Saba Capital and investors who followed the activist hedge fund in selling out of CQS Natural Resources Growth and Income (CYN) in its tender offer have missed out on a glittering 45% summer rally in the mining fund’s shares as gold and silver have shot up.
The £194m investment trust, one of seven targeted by Saba in a controversial New Year campaign, said today it had sold £61.1m of assets in response to 45% of shareholders selling their stakes in the 100% tender offer in July.
Investors, including Saba, which is looking to exit its 29% position, were told they would receive 208p per share, which is 45% lower than the current price of 303p after big advances in the stock in the past two months.
James Carthew, head of investment company research at QuotedData, said: “The investors that ticked the exit box at CQS Natural Resources may be feeling a bit daft this morning”.

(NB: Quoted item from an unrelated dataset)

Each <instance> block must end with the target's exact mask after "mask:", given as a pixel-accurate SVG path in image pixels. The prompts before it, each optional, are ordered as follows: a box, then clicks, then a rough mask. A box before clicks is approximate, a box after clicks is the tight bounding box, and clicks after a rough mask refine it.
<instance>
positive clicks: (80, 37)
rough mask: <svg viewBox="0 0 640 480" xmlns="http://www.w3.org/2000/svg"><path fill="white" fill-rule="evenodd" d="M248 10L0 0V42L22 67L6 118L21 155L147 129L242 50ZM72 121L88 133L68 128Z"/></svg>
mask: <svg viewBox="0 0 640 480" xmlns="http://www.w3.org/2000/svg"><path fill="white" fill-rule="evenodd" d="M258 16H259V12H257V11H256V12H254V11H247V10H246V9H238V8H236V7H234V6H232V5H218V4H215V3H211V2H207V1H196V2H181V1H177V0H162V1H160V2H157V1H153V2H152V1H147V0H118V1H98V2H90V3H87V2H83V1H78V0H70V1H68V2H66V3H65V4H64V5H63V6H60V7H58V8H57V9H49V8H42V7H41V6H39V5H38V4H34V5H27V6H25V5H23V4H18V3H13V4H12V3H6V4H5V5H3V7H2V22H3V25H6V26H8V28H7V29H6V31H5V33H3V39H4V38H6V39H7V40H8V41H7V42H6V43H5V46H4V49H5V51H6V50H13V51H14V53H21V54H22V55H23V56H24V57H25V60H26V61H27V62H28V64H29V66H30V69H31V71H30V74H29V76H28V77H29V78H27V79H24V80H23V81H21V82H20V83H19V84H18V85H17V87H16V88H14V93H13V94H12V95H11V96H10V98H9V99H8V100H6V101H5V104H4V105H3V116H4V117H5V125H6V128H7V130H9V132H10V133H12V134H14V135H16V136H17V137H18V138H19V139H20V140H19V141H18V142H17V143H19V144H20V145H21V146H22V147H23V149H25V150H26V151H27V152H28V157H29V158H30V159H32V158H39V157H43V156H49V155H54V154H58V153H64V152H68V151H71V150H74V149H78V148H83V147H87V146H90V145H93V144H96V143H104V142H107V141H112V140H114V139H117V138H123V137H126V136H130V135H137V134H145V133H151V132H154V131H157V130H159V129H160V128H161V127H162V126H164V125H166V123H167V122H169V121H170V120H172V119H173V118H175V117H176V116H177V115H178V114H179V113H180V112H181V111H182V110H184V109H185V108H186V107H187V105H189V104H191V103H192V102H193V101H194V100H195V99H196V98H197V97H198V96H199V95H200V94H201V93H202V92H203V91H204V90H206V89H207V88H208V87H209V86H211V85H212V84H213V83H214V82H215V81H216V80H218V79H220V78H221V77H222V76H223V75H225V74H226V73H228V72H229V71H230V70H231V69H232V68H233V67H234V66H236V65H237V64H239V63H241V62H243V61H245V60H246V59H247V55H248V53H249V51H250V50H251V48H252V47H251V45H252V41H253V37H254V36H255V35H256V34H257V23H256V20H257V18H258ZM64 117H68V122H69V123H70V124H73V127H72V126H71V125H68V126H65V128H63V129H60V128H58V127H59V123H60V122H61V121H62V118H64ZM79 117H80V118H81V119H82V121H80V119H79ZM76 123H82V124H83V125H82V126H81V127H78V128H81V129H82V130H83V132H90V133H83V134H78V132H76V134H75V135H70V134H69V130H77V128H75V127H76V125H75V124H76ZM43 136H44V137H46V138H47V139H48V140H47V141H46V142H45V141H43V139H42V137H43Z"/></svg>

He added: “We tried hard to convince investors that the short-term upside from closing the discount would look mean relative to the upside from a re-rating of the trust’s portfolio. Unfortunately for them, investors such as Saba did not listen.”
The investment company was forced to undertake the tender offer to get Saba off its back after Boaz Weinstein’s firm accumulated its stake last year and called for a general meeting in January to replace the board.
Although 98.6% of independent shareholders backed CYN in January and voted against Saba’s resolution, the company was obliged to reach a deal with its largest shareholder which had called for a second general meeting to convert it into an open-ended fund.
In response, CQS Natural Resources launched a strategic review of its options leading to the announcement in May of a tender offer to let investors sell all their shares at net asset value (NAV). At the time the shares had narrowed their discount, or gap, to NAV to 5% from around 15% in 2024.
They have rallied since then with the shares up 17% in August alone on the back of what the trust’s Manlife fund managers call a supportive stagflationary environment for gold and silver. Fund managers Ian Francis, Keith Watson and Robert Crayfourd held 46% of the portfolio in precious metals miners at the end of August.
The August ascent pushed shareholder returns to 213% over five years, well ahead of the two benchmarks the trust uses to measure its performance. The MSCI World Metals & Mining index was up just 75.75% and the MSCI World Energy Sector index had returned 173.8% over the same period.
The announcement of the tender offer in July came with other “value enhancing” measures such as a cut in the annual management fee to 1% and the adoption of an 8% dividend policy. So, although this has been a turbulent year for the trust, a smaller CQS Natural Resources has emerged in better shape for continuing investors.
Saba and other exiting investors missed the summer rally but may well have bagged a profit as CYN shares had moved up from a March 2024 low of 152p.